New Research Reveals Social Alignment Failures in LLM Reward Models

Study finds reward models used in AI alignment often prefer socially undesirable responses across bias, safety, and ethical domains.

According to a preprint published on arXiv.org, reward models—a key component in aligning large language models with human preferences—frequently exhibit socially undesirable preferences across critical domains including bias, safety, morality, and ethical reasoning.

The research, titled “Misaligned by Reward: Socially Undesirable Preferences in LLMs,” introduces a framework that converts social evaluation datasets into pairwise preference data to test whether reward models prefer socially undesirable responses. According to the paper, existing evaluations “focus primarily on broad instruction-following benchmarks, providing limited insight into whether these models capture socially desirable preferences.”

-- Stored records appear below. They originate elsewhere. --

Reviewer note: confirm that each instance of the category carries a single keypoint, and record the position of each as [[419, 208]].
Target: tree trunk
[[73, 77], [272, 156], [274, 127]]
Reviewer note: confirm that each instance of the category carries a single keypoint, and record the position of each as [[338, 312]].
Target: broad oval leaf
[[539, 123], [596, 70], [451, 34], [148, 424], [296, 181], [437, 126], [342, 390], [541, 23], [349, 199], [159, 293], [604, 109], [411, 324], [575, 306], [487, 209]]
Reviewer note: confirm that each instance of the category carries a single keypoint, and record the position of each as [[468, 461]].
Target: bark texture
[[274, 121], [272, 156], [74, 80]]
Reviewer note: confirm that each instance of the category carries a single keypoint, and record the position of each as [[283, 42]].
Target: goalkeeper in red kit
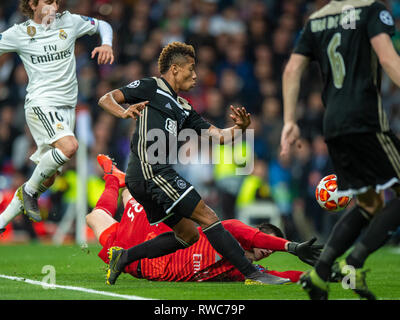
[[199, 262]]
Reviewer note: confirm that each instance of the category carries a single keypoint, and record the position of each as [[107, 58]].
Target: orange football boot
[[110, 168]]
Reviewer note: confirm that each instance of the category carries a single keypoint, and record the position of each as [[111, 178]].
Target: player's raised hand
[[240, 117], [133, 111], [290, 135], [105, 54]]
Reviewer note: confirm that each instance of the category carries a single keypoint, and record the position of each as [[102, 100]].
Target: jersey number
[[336, 61]]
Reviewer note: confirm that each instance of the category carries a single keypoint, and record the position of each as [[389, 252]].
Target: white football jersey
[[48, 57]]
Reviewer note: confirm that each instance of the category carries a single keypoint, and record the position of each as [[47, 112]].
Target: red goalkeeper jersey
[[199, 262]]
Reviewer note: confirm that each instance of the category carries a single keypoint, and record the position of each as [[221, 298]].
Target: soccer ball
[[328, 197]]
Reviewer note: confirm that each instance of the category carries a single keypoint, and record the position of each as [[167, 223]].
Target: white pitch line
[[53, 286]]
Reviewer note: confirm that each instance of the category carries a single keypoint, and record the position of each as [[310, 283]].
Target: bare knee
[[186, 231], [204, 215]]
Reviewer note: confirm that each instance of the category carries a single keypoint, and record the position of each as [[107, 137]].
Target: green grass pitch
[[81, 268]]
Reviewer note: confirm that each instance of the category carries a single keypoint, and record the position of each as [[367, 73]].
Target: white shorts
[[48, 125]]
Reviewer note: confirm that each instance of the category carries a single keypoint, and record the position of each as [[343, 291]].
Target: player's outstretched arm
[[291, 87], [111, 102], [387, 55], [242, 120], [104, 52]]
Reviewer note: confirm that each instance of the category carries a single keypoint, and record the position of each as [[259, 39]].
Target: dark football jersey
[[338, 37], [157, 130]]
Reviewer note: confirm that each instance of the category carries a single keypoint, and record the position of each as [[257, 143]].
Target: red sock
[[109, 198], [293, 275]]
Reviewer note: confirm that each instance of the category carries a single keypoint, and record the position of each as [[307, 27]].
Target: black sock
[[161, 245], [226, 245], [343, 235], [385, 221]]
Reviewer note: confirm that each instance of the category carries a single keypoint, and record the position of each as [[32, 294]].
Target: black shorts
[[365, 160], [167, 197]]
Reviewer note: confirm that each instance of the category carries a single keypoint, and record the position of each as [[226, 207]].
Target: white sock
[[48, 165], [13, 209]]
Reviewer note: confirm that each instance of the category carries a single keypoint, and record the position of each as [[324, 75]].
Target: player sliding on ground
[[151, 179], [199, 262], [45, 43]]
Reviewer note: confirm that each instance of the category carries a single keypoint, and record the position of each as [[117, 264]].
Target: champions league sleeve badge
[[63, 35]]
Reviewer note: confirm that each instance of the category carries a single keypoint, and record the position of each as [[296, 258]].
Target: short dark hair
[[26, 9], [269, 228], [172, 53]]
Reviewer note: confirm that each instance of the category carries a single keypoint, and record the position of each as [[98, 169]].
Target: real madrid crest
[[31, 31], [63, 35]]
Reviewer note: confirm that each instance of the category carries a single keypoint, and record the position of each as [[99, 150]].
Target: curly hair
[[174, 53], [26, 9]]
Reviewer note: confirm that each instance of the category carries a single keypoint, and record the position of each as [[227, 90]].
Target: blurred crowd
[[241, 49]]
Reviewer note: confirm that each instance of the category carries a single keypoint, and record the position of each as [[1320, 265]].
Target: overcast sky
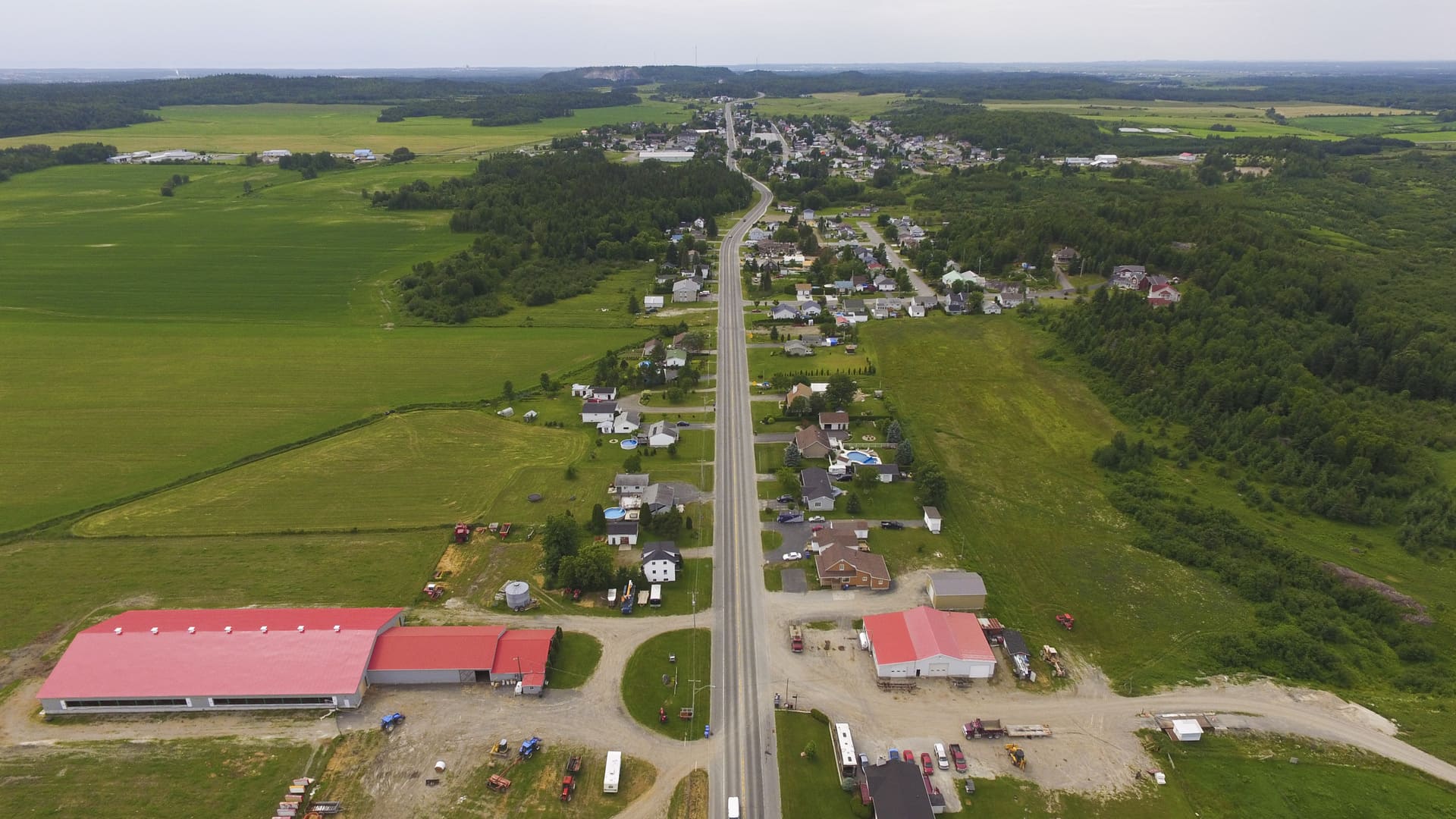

The study evaluated five publicly available reward models and two instruction-tuned models used as reward proxies. According to the findings, “no single model performing best overall” and the models “fall well short of strong social intelligence: they often prefer socially undesirable options, and their preferences produce systematically biased distributions.”

The research also reveals a key alignment trade-off: “stronger bias avoidance can reduce sensitivity to context,” creating tension between avoiding biased outcomes and preserving contextual faithfulness. The authors conclude that “standard reward benchmarks are insufficient for assessing social alignment” and emphasize the need for evaluations that directly measure social preferences encoded in reward models.